Mechanical Engineering is proud to announce the arrival of assistant professor Sameer Rao, who recently joined our tenure-track faculty. Dr. Rao comes to us from Massachusetts Institute of Technology (MIT), Cambridge, MA where he was a postdoctoral associate 2015-2018. Before his postdoc at MIT, Rao received his Ph.D. (2015) and M.S. (2012) in mechanical engineering from Rensselaer Polytechnic Institute, Troy, NY and Georgia Institute of Technology, Atlanta, GA, respectively.
Rao’s research group’s focus is on Energy Science and Engineering. The group will work on technologies for the efficient and enhanced conversion and utilization of energy and water to meet its rising global demands and simultaneously reducing our environmental impact.

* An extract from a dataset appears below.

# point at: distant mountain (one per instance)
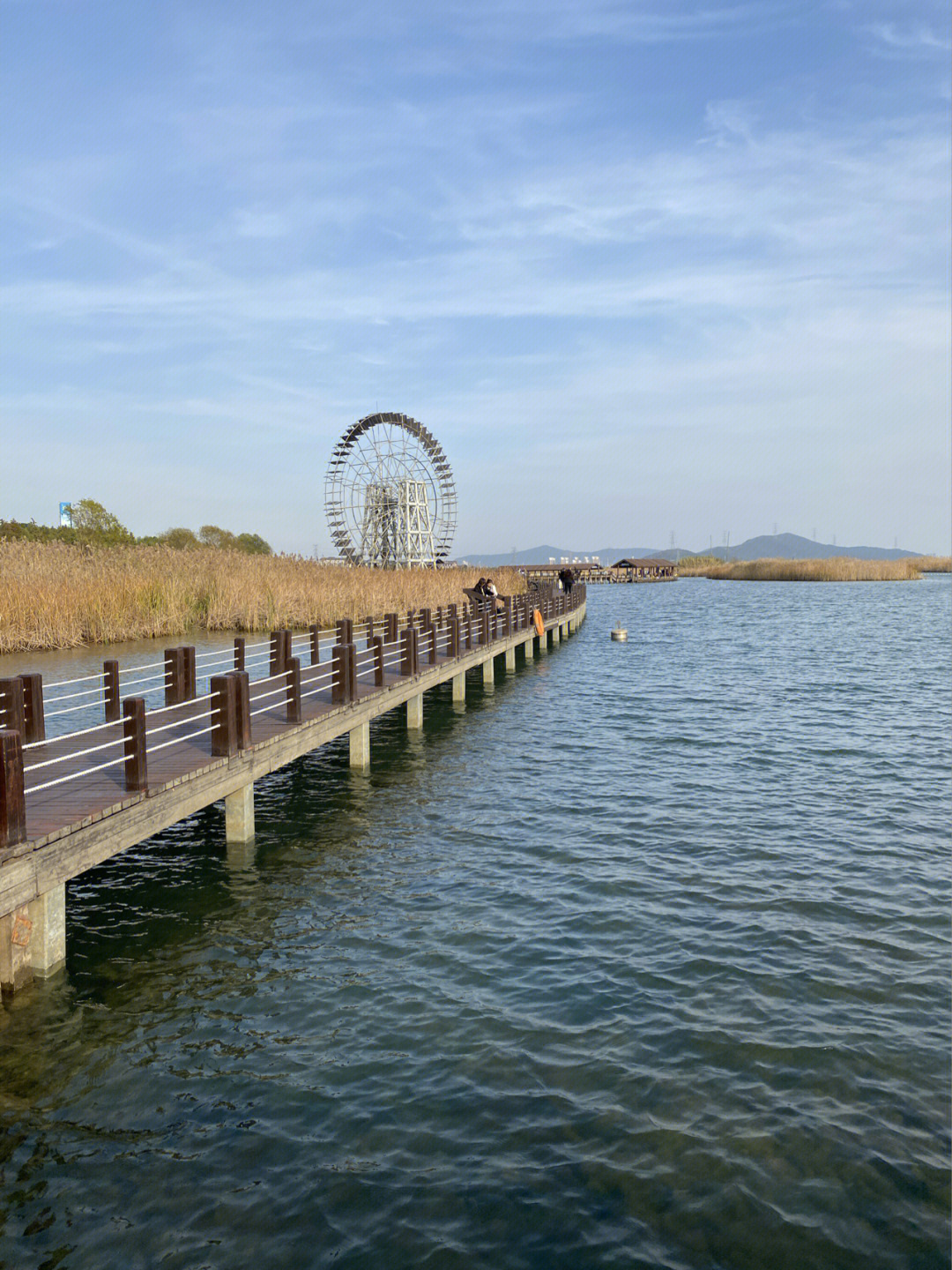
(791, 546)
(778, 546)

“Joining the Department of Mechanical Engineering is an exciting prospect,” said Rao. “I’m especially looking forward to the opportunities to collaborate with my new colleagues. They are well respected as world-leaders in complimentary areas, such as high temperature heat transfer, additive manufacturing, nanomaterials, and energy systems.”

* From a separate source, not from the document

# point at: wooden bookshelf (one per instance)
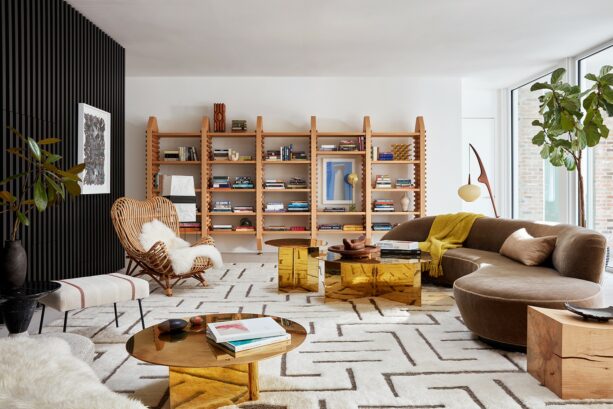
(366, 169)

His group’s approach is to develop fundamental insights about energy and material transport across the length scale of a few nanometers to several meters in materials, structures, and devices. The ultimate goal is to enable the discovery and development of new processes and components to enable system-wide improvements in efficiency.
Initially Rao’s group plans to study the transport and interactions in novel physi-/chemisorbents with innovative measurement techniques and to develop insights that enable solutions to address challenges associated with waste-heat utilization (~66 Quadrillion BTU), solar-thermal storage, and freshwater scarcity.
“A complimentary thrust is to investigate micro-/macroscale heat transfer with supercritical fluids,” said Rao. “During the supercritical phase-transition, the drastic change in thermo-physical properties can be leveraged to transform our energy landscape by enabling higher efficiency of power generation with fossil fuels and renewables, compact turbomachinery, and a reduction in freshwater withdrawal. We will develop a physics-based understanding of such flows in micro-featured components and their integration with macro-scale systems.”
“Something that I am also really looking forward to enjoying is the great outdoors that Utah has to offer. There’s so much to do, hiking, camping, and of course skiing!”